George Osborne proposes £10bn of further welfare cuts as Nick Clegg says "nothing has been agreed"

George Osborne delivering his speech to the Tory faithful

George Osborne said today the government would cut the welfare bill by a further 10 billion pounds over the next year as it seeks to tame a massive deficit. Chancellor of the Exchequer Osborne told the Conservative party's annual conference, in Birmingham, that it was unfair that people in work should earn less than those without jobs.

He also ruled out a so-called "mansion tax" on big houses, a move favoured by the Liberal Democrats though he insisted the wealthy would continue to bear the greatest burden. "The great bulk of savings must come from cutting government spending, not raising taxes," Osborne told delegates in the central English city of Birmingham.

"We have to find greater savings in the welfare bill, £10 billion of welfare savings by the first full year of the next parliament."Osborne indicated that young unemployed people were likely to see reduced housing benefit, while there would be other cuts across the board in Britain's welfare system. "How can we justify that people in work have to weigh up the costs of having another child when those out of work don't?" Osborne added.

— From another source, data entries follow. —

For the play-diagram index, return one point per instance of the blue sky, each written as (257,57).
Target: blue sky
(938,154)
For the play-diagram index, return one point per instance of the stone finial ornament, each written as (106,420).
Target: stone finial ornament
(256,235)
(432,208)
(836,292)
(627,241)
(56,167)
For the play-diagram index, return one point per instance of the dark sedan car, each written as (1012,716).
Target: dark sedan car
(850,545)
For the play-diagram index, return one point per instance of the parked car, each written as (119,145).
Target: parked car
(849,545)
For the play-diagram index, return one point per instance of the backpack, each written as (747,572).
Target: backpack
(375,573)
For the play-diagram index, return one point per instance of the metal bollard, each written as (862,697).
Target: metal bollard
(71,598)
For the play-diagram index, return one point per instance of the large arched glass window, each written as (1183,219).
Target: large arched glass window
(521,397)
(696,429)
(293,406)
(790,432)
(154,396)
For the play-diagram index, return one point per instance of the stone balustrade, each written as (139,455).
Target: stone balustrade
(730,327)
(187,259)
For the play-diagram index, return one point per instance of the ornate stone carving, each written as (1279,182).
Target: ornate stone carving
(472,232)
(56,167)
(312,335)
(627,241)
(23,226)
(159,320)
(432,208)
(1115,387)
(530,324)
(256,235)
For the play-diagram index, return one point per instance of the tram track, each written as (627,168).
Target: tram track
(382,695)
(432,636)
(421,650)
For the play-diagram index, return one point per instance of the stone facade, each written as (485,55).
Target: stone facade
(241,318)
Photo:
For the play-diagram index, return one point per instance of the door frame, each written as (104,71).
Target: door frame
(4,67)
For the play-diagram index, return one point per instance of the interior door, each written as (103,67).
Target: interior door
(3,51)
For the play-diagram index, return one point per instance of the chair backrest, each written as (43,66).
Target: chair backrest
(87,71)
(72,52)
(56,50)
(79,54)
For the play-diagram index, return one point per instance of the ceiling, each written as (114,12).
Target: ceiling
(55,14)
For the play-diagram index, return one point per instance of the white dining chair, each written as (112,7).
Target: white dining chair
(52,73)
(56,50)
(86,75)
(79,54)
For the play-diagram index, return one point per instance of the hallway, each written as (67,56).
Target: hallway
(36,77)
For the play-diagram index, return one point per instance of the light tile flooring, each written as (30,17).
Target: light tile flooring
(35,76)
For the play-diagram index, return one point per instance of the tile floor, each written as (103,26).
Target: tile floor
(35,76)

The reductions are in addition to the 18 billion pounds in welfare cuts that are already planned by 2015 by the coalition. The Liberal Democrats are opposed to further welfare cuts unless new wealth taxes are also introduced. The Deputy Prime Minister Nick Clegg has said: "Nothing in detail has been agreed on further cuts or savings to welfare" The coalition promised to cut Britain's record deficit when it was elected in 2010 but it has struggled with a double-dip recession in the world's seventh largest economy.

Rachel Reeves MP, Labour’s Shadow Chief Secretary to the Treasury, responding to George Osborne's speech to the Conservative Party conference, said:

"George Osborne’s speech shows he is in complete denial about the failure of his plan. His defensive speech didn't once mention that his policies have seen a double dip recession, one million young people out of work and, as a result, the deficit going up by 22 per cent so far this year. And he failed to mention growth or set out any policies to deliver the jobs and growth we need to get the deficit down.

“The reason why George Osborne has been forced to talk about billions more cuts into the next Parliament is because his failure to deliver economic growth means he will break his promise to balance the books by 2015. There do need to be savings in the welfare budget, but the benefits bill is soaring under this Government because unemployment is so high.

“He will never be a One Nation Chancellor when he is pressing ahead with a tax cut for millionaires while asking millions of pensioners and families to pay more. And while he talked about work incentives his deep cuts to tax credits have left thousands of working parents better off if they quit their jobs."


As a point of clarification, although we published Ms Reeves comments in full, the national debt is rising by 22% and not the deficit as Ms Reeves has claimed.